Bill Totten's Weblog

Saturday, May 14, 2005

How Blair backed a loser

New Statesman Leader (May 16 2005)

Another day in Iraq, another five bombs, another fifty dead. No doubt many Iraqis are celebrating newfound freedoms (see page 17), but there can be no celebrations for the dead, who may now exceed 100,000. Tony Blair's argument that, whatever the truth about Saddam Hussein's threat to western countries, it was "a good thing" to overthrow him looks, given the human cost, increasingly absurd, even heartless. But there was another argument for the war that the Prime Minister never used in public - though, given what we now know about how early he agreed with President Bush on an invasion, it must have been in the forefront of his mind. This was simply that it was in Britain's national interest to continue, even into an illegal war, what has long been its foreign policy: to maintain the "special relationship" and stay onside with America.

Even that argument, based on pure realpolitik, now seems wrong. Indeed, the greatest criticism of Mr Blair's Iraq policy is that he backed the wrong horse. A hard-headed decision to support the only superpower might be defensible; unfortunately for the Prime Minister, his ally, for which he sacrificed so much, now looks like a power that has passed its peak. This may seem a perverse judgement when the US still has military resources that exceed those of the next four greatest powers combined. But there are several reasons for believing that Iraq is a greater disaster for America than even Vietnam.

First, the Vietnamese were incomparably stronger than the Iraqi insurgents. They had outside help from a superpower (the then USSR), they had heavily armoured vehicles and they had a track record of successful guerrilla warfare in an ideal natural environment. The Iraqi insurgents enjoy none of these. Moreover, the US forces are better equipped and better prepared than their 1960s and 1970s counterparts. If this great military machine cannot win in Iraq, people may ask, where can it win? Moreover, while the "domino effect" in Asia (one state after another going communist) never looked very plausible, such an effect in the Muslim world looks all too likely. The difference is that this one is entirely of America's making. The probable outcome of the Iraq imbroglio is a Shia Islamic republic, similar to that in Iran, thus creating all sorts of possibilities for the export of Islamist revolution throughout the region. President Bush may have fatally upset the Middle East balance of power.

Second, the cost of the Iraq war looks calamitous for US finances. At the time of the invasion, the current account deficit was growing at the rate of $1.5 billion a day.

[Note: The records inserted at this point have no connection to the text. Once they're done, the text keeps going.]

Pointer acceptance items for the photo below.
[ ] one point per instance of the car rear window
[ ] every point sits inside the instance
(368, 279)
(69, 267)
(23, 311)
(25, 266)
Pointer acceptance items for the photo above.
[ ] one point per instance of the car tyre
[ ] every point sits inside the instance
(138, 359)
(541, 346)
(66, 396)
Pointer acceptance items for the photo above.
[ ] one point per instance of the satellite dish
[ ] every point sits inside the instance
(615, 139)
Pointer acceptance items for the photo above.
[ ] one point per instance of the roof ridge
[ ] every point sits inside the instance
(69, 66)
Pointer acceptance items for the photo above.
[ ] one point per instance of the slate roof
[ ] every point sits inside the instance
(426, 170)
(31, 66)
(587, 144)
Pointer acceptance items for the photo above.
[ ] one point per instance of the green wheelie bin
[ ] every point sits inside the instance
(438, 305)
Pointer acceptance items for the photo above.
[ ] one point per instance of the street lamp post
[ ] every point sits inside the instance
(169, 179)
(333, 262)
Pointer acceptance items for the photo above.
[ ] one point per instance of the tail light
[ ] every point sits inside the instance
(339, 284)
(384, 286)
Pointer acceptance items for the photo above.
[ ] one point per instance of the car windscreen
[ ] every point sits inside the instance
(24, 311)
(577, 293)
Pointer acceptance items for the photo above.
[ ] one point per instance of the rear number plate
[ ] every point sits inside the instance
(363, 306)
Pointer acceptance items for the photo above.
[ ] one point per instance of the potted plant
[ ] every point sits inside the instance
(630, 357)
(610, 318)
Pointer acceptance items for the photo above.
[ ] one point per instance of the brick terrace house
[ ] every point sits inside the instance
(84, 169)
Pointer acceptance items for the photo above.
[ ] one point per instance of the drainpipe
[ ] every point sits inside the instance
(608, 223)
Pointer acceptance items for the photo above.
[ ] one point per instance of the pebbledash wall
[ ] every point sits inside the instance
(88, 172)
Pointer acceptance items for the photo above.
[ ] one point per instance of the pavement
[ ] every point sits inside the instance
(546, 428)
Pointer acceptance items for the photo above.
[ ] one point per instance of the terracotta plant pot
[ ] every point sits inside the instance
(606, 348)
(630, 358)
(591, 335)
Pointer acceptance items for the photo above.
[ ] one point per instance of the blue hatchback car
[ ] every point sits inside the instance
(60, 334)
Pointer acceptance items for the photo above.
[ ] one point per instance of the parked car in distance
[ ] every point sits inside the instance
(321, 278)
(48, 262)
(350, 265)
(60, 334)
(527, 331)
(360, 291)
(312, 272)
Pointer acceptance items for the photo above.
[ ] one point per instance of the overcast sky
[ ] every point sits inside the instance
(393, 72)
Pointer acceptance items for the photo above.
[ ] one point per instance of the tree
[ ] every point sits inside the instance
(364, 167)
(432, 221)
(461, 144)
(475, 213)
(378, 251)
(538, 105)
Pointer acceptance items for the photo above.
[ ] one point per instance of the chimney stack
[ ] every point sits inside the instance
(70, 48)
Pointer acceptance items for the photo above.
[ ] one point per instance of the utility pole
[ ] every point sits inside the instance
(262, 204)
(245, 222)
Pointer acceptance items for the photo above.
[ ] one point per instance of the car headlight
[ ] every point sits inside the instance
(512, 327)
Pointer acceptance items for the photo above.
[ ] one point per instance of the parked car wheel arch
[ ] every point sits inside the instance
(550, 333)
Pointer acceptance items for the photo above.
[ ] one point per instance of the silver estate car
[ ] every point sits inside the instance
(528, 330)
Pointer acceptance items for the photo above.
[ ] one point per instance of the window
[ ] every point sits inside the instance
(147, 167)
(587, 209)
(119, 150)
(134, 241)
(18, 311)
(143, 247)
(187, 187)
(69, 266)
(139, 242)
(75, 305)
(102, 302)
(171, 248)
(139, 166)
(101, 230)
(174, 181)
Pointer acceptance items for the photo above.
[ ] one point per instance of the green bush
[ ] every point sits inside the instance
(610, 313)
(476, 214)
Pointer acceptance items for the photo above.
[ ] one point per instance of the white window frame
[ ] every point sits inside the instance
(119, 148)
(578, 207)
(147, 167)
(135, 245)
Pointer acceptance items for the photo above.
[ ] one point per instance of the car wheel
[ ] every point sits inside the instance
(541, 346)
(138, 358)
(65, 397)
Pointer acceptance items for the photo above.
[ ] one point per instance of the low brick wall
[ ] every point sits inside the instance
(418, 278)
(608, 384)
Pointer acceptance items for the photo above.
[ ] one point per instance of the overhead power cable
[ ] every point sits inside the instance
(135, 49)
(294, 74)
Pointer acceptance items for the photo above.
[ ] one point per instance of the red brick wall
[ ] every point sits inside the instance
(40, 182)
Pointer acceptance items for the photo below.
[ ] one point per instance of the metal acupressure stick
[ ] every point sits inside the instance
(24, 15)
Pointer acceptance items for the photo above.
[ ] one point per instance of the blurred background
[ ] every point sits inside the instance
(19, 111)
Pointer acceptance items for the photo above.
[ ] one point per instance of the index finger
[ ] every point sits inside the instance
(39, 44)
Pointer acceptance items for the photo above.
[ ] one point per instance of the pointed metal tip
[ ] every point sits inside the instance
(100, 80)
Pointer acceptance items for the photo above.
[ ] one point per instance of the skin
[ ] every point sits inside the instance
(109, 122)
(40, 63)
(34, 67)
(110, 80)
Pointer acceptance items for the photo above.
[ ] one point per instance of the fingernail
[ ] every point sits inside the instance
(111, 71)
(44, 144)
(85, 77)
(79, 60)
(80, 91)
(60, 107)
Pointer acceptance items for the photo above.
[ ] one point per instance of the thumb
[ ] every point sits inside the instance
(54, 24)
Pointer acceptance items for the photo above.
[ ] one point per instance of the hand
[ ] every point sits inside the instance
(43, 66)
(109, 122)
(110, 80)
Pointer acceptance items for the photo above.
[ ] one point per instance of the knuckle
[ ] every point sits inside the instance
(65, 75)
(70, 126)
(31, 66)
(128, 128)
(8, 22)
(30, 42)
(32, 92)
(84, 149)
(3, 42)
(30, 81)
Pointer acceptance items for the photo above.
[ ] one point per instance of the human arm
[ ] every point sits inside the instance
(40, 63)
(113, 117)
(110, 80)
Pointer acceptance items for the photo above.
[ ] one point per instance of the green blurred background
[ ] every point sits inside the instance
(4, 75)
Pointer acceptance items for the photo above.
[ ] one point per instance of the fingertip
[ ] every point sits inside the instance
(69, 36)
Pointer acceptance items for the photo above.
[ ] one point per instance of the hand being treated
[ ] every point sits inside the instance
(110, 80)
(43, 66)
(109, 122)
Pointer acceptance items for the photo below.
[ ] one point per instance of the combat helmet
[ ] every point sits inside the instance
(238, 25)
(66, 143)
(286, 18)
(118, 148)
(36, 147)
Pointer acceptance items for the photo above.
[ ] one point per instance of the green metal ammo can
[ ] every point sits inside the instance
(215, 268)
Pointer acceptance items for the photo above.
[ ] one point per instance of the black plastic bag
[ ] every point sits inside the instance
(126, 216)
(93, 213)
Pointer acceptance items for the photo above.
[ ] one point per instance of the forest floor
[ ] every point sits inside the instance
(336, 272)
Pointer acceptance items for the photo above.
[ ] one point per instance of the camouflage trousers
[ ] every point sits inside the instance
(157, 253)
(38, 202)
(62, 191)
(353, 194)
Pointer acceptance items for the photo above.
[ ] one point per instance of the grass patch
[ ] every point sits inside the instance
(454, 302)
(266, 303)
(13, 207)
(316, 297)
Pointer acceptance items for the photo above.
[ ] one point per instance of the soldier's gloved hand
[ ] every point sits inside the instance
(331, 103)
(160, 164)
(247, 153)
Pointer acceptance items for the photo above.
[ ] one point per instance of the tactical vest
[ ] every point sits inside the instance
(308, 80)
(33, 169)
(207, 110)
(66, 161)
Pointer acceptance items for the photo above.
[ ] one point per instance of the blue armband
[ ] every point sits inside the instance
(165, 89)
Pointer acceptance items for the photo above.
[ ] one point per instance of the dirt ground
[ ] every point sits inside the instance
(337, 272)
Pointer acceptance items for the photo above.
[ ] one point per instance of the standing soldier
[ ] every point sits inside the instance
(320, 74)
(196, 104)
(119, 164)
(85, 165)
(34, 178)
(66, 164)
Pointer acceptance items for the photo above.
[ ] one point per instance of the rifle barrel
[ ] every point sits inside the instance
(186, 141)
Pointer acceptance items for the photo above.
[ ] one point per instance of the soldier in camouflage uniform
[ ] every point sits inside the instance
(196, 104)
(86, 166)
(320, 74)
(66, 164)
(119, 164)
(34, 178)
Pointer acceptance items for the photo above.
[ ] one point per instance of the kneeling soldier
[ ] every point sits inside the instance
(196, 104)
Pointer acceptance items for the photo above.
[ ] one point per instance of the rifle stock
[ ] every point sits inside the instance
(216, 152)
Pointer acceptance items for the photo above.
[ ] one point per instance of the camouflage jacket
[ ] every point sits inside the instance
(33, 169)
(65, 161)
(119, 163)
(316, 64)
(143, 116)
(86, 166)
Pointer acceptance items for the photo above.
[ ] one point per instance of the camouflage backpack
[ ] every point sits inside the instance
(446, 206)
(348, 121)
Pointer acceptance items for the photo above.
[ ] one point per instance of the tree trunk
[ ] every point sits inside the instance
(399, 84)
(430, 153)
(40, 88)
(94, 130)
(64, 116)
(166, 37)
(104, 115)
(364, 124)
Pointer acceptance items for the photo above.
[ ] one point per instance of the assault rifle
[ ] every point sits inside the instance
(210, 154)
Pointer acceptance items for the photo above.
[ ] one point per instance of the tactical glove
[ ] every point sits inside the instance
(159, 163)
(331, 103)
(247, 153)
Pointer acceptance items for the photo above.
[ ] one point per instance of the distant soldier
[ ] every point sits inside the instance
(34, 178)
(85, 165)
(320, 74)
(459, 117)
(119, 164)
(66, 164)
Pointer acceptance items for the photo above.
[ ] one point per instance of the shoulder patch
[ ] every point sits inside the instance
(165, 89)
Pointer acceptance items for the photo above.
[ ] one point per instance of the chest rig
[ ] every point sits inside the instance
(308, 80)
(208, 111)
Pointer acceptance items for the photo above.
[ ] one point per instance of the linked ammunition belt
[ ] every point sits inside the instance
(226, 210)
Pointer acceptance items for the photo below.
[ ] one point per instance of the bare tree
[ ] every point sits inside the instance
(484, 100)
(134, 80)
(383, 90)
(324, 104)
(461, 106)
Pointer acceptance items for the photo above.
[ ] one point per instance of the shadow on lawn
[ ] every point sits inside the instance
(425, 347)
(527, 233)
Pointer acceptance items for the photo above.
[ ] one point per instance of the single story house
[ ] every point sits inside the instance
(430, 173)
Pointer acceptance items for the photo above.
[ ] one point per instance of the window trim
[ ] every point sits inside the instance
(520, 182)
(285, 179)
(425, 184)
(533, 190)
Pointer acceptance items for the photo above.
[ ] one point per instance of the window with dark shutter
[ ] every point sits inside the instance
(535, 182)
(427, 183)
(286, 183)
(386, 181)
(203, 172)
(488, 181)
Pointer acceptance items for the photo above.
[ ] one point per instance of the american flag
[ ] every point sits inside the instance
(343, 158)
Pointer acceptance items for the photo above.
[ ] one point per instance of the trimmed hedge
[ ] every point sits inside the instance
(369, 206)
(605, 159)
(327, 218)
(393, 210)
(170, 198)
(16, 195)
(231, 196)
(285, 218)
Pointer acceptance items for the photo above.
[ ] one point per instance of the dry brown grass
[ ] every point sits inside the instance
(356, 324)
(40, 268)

Much of the money to finance it comes from east Asian governments and banks, particularly Japan and China, which now hold vast dollar reserves and more than a trillion dollars of US government securities. For now, the US has little to worry about, as Japan particularly feels that its prosperity and security depend on America. But that surely cannot continue indefinitely throughout a second "American century". As any tourist knows, the dollar has fallen steeply. Claims that there will never be a capital flight from America - and, even if there were, that US investors overseas would cure it by repatriating their own holdings (see, for example, the current issue of Foreign Affairs, house journal of the Washington foreign policy establishment) - are uncomfortably reminiscent of the claims that the dotcom bubble would never burst. The US risks losing its financial as well as its military hold on the world.

Third, the US has already lost perhaps its most important asset: its legitimacy. The secret of real power is that brute force hardly ever needs to be used openly - the cold war was won without US forces firing a shot - and, even when the iron hand is seen, it commands at least tacit consent from significant allies. In Iraq, the US managed to bring France, Germany, Russia and China into joint, open opposition. In any further attempt at imposing military solutions - in Iran, for example - the "coalition of the willing" is likely to be even smaller. As Michael Meacher wrote in the New Statesman last week, the growth of US militarism is prompting the emergence of a new power bloc of China, Russia, India and Brazil. The regimes governing the first two countries are hardly beacons of moral authority. But that is beside the point: as one commentator has put it, America itself is now so "radioactive" that nobody wants to stand beside it.

The history books rarely weigh justice, humanity and morality. They tend rather to consider the long-term geopolitical effects of statesmen's actions: did they choose the right alliances at the right time, and so on. On those grounds, the hand of history is not likely to be kind to Mr Blair. Perhaps his successor's record will look better.